Michel Explains Role of Federal Circuit, Offers Advice to Students
Chief Judge Paul Michel
Chief Judge Paul Michel '66 of the U.S. Court of Appeals for the Federal Circuit (CAFC) aimed to dispel some myths surrounding the court in his talk at the Law School March 15. It’s not just for patent gurus and engineers, and its breadth of cases is much broader than one might think, the 19-year veteran of the Court explained. Michel offered pointers for burgeoning attorneys preparing to argue in appellate courts and dispensed advice for those considering a clerkship.
“My first message to you is that clerking is a great thing, and anybody who gets the chance to clerk ought to take it,” Michel said, adding, “There are some myths about clerking that are perhaps worth trying to dispel.”
One myth, Michel said, is that if you do not clerk on an appellate court, somehow you have missed the clerking experience. In fact, if you are given the option to clerk for either a district judge or appeals judge, Michel said clerking for a district judge would actually be a more practical, exciting choice.
“I think they are all good, and good in state systems as well as in the federal systems, so don’t believe the propaganda that…the federal appellate courts are the only places that are worth going to work for.”
Michel also disputed the idea that to be a clerk with the CAFC you have to be an expert in patent law, or an engineer.
“About half of our clerks have training in some serious scientific or engineering discipline, but the other half does not,” Michel clarified. “Indeed, many of us go out of our way to make sure that we don’t have only patent-type or intellectual property-type clerks, and have at least one clerk who has at least one set of very different interests.”
Michel emphasized the importance of clerks to the CAFC. The case load for the court has doubled since its creation in 1982, and the level of complexity of the cases has gone up “almost ten-fold,” Michel said.

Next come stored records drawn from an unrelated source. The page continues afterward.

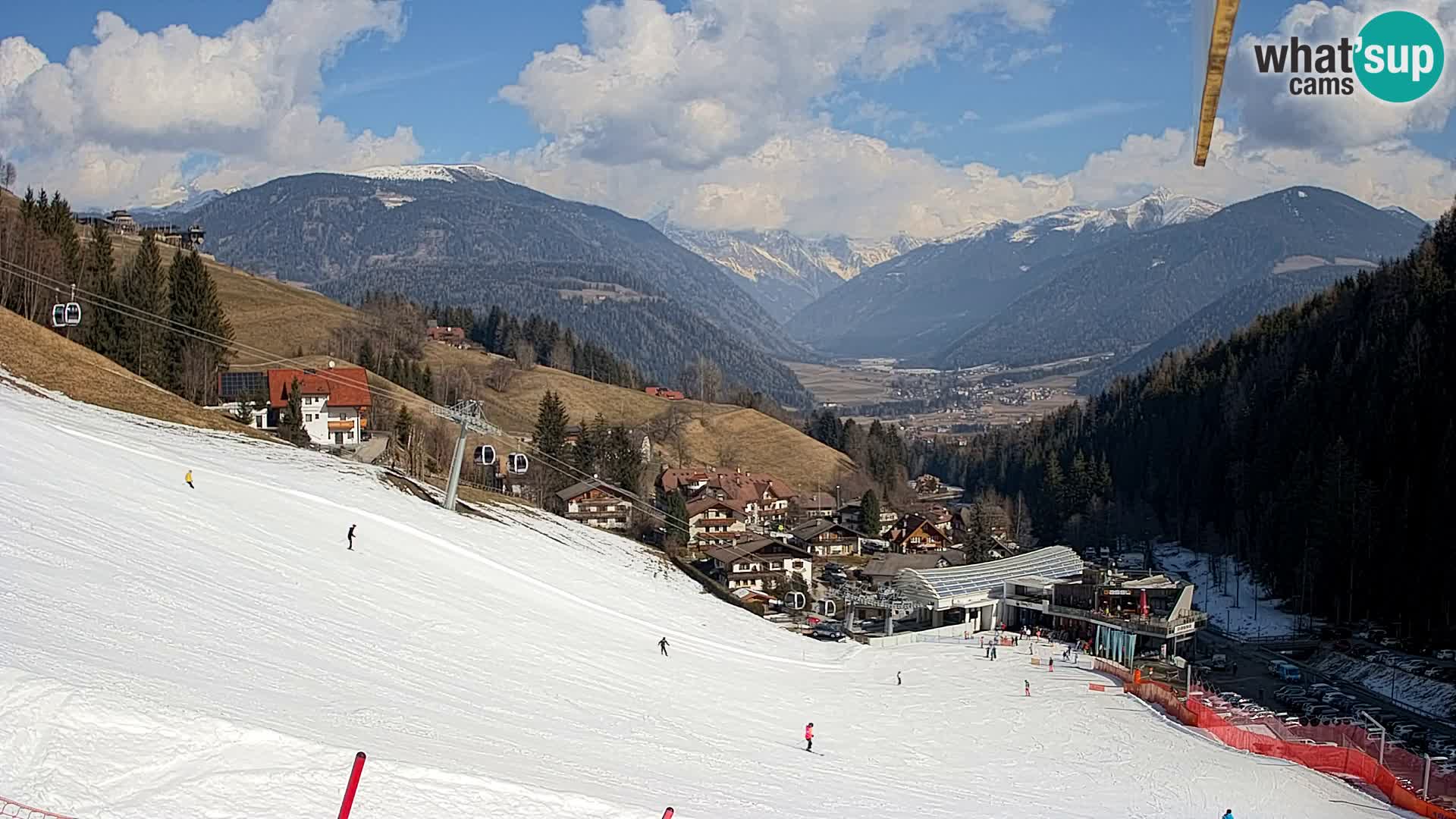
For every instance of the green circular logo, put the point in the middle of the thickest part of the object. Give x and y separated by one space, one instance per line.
1401 57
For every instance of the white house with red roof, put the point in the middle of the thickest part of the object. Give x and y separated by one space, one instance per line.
335 403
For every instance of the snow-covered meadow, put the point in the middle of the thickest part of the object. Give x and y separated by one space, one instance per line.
169 651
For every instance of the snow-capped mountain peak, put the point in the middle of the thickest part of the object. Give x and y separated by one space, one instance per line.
425 172
783 270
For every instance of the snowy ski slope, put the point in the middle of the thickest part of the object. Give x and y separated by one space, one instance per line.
216 651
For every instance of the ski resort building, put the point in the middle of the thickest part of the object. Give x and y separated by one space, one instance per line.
599 504
826 538
762 564
714 522
334 403
977 594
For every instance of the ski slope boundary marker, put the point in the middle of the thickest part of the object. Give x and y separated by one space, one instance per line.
9 808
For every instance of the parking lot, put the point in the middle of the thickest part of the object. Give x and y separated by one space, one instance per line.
1248 675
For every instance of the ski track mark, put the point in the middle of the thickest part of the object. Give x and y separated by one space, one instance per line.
443 544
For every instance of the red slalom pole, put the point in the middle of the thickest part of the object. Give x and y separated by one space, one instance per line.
354 786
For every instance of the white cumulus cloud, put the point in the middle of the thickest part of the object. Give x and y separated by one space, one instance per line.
711 112
723 77
1274 117
117 120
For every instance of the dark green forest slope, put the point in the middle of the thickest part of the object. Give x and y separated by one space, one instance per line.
475 240
1318 445
1122 297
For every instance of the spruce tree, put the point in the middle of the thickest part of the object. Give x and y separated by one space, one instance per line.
870 513
551 426
98 328
197 354
585 453
142 346
623 460
290 422
674 509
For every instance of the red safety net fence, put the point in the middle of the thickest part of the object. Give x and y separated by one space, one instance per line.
9 808
1346 751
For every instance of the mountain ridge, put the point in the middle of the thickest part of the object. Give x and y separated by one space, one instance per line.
460 235
781 270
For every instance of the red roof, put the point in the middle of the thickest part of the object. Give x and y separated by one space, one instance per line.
346 387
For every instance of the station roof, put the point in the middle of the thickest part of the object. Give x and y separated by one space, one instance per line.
1049 563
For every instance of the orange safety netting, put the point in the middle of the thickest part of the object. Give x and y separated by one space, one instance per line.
1332 749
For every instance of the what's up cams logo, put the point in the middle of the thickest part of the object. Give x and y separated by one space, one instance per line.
1397 57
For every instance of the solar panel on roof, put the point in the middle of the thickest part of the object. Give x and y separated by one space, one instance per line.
1052 561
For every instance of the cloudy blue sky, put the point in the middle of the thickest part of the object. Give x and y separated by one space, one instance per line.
862 117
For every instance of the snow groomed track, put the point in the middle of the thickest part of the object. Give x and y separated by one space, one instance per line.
175 653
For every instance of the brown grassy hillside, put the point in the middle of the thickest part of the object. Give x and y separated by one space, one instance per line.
44 357
283 319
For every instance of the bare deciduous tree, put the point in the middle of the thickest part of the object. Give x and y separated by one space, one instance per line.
525 354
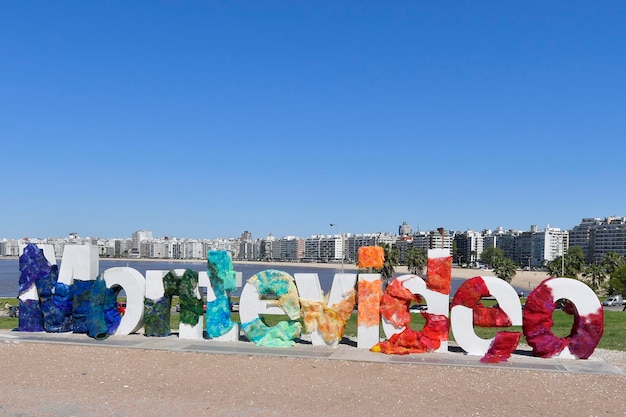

Yet there are still only 12 judges serving on the court, creating a massive workload for them.
“Without the law clerks we couldn’t possibly do this job well, or promptly, or maybe at all,” Michel said.
Then there is the matter of whether the CAFC is a “patent court.”
In fact, patent-related cases only make up about a third of the cases the CAFC handles. The court actually has slightly more labor law cases involving government personnel than patent law cases, and nearly as many cases concerning veterans, Michel said.
“We’re not really mainly a patent court, and as you might expect, the judges on our court are not mainly patent people either. In fact the proportion is quite apt.” Only about a third of the judges on the CAFC have backgrounds predominantly in patent law, Michel said.
In addition to patent cases, the Federal Circuit also handles some medical torts such as those involving vaccines for children; the court also has tax jurisdiction.
The court “actually has exceedingly interesting, and very large and complicated tax cases, because these are refund cases.”
In these refund cases, the party has to pay upfront, and then sue the U.S. government to get their money back. Because only very wealthy individuals and large corporations are able to do this, these cases account for only a small proportion of the docket; only about 24 of the 1,743 cases in 2006 were tax-related.
“But the ones we get are doozies of huge complexity, and it’s a very important part of our work,” Michel said.
The court also has substantial numbers of takings cases, which are a direct application of Fifth Amendment doctrine, Michel said, adding that this should dispel the myth that the CAFC does not deal with constitutional law.
“In a takings case it’s nothing but constitutional law, and the case law construing just a few words in the Constitution,” he said.
Michel advised that when an attorney is preparing to go before an appellate court, they should put less effort into preparing an oration, and more time anticipating and preparing answers to questions the judges might ask.
“Judges are going to ask a lot of questions, particularly appellate judges …and they actually expect answers, and they need answers, and they want answers, and lawyers who don’t answer the question, which is the large majority [of lawyers], lose points, because what it tells me is there is no good answer—your case is indefensible,” Michel said.
“What you need to do is come and deliver crisp, responsive, clear, coherent, candid answers to questions…that any good lawyer can anticipate will be asked by anyone who has to make a decision.”
Oral argument offers judges one last chance to learn before they have to render an opinion on the case.
“When we beat up on lawyers, seemingly, it’s not to give them a hard time or embarrass them, it’s because we are desperate to make sure that we don’t make a mistake, that we really understand the case, that we didn’t get some fact wrong or misunderstand some portion of an argument.”
Michel, who has served as chief judge since 2004, has written over 300 opinions in patent, trademark, takings, contract, tax, veterans’ rights, international trade, and government personnel cases while serving as a judge for the Federal Circuit.
At the conclusion of Michel’s speech, law professor John Harrison offered comments on the role of the Federal Circuit Court of Appeals. The Law School, the Public Service Center, and the Student Legal Forum co-sponsored Michel’s speech.